This is one of a set of posts on common misconceptions about productivity and work. I call them Lies About Productivity. I’ll address some ‘lie’ and suggest a new mindset that is helpful toward being effective, not exhausted – Do Busy Right.
The Lie: You should equate working hard to being productive. Or that work should be hard in order to be valuable. At a minimum, we need to redefine the word ‘hard’ in this context. ‘Hard’ is too vague to be useful and to negative to be helpful.
The problem of not thinking beyond ‘hard’:
Think about things that ‘hard’ is not – we can pull them out of our definition
Symptoms
New mindset
Results
Tools
We hear over and over again that hard work is the key to success. I just don’t think that is useful advice. It’s not nearly precise enough, thoughtful enough.

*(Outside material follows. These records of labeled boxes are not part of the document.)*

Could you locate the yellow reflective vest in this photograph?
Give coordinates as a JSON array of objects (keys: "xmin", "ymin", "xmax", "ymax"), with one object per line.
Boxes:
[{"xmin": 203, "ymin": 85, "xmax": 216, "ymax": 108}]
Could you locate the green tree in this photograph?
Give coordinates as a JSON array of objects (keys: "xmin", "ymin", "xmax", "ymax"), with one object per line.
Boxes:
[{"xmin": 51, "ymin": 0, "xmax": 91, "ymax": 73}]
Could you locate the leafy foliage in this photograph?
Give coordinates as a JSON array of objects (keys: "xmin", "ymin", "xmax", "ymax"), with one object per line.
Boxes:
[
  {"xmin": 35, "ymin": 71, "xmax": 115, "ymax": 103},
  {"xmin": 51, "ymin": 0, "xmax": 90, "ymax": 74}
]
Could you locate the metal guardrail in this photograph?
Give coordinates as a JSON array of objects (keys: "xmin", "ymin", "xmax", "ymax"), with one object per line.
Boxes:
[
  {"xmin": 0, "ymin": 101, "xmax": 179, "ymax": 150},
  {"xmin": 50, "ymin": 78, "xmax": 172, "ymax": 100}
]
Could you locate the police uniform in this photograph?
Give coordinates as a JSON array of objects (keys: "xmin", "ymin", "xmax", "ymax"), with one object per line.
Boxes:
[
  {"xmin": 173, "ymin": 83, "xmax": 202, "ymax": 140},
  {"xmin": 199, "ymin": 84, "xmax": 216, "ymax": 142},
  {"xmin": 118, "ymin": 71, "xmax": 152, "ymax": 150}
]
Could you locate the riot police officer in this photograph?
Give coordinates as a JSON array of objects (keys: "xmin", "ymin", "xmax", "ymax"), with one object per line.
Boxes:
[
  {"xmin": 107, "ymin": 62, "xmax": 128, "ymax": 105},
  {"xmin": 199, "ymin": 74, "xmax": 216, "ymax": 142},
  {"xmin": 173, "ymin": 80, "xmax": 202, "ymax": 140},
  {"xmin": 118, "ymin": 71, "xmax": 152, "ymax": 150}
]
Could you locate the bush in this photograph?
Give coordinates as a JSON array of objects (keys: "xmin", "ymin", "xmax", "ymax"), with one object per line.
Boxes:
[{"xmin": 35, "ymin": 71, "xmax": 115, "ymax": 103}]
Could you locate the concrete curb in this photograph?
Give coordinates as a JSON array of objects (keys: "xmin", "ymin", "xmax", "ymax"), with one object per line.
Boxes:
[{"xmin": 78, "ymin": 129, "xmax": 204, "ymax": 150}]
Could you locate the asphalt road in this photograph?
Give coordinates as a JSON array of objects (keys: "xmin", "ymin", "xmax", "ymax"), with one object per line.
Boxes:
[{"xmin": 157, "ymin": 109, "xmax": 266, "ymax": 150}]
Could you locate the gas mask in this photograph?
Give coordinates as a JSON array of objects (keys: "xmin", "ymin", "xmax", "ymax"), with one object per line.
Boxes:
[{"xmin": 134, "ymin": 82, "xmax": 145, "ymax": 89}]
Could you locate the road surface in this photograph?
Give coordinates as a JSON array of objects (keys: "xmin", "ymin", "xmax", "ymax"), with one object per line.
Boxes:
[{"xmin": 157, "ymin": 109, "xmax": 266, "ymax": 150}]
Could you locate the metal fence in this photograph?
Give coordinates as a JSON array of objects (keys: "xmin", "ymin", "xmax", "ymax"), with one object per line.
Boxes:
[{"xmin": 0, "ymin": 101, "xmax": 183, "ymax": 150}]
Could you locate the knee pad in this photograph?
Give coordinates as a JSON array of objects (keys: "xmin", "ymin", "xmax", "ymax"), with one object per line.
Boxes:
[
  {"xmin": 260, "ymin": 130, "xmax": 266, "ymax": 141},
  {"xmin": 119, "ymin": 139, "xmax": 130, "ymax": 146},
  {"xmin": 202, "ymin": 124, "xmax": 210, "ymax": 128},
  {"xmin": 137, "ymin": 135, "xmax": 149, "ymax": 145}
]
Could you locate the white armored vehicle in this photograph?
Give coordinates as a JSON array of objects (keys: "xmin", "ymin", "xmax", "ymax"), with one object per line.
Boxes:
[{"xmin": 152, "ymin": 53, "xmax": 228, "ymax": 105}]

I’m not saying that the key to success is sitting, doing nothing; I believe in diligence and engagement. Nor am I saying that work is easy (although it can and should normally be calm, meaningful, and joyful); that’s no more helpful or precise than ‘hard’.
I’m saying to understand what is challenging about your specific work task: too routine/boring, frustrating, many things to consider, needs deep focus, etc. Name that thing and acknowledge it. This will lead to effectively dealing with the specific challenge. It will also help avoid the trap of ‘hard’ work as our value proposition to the world.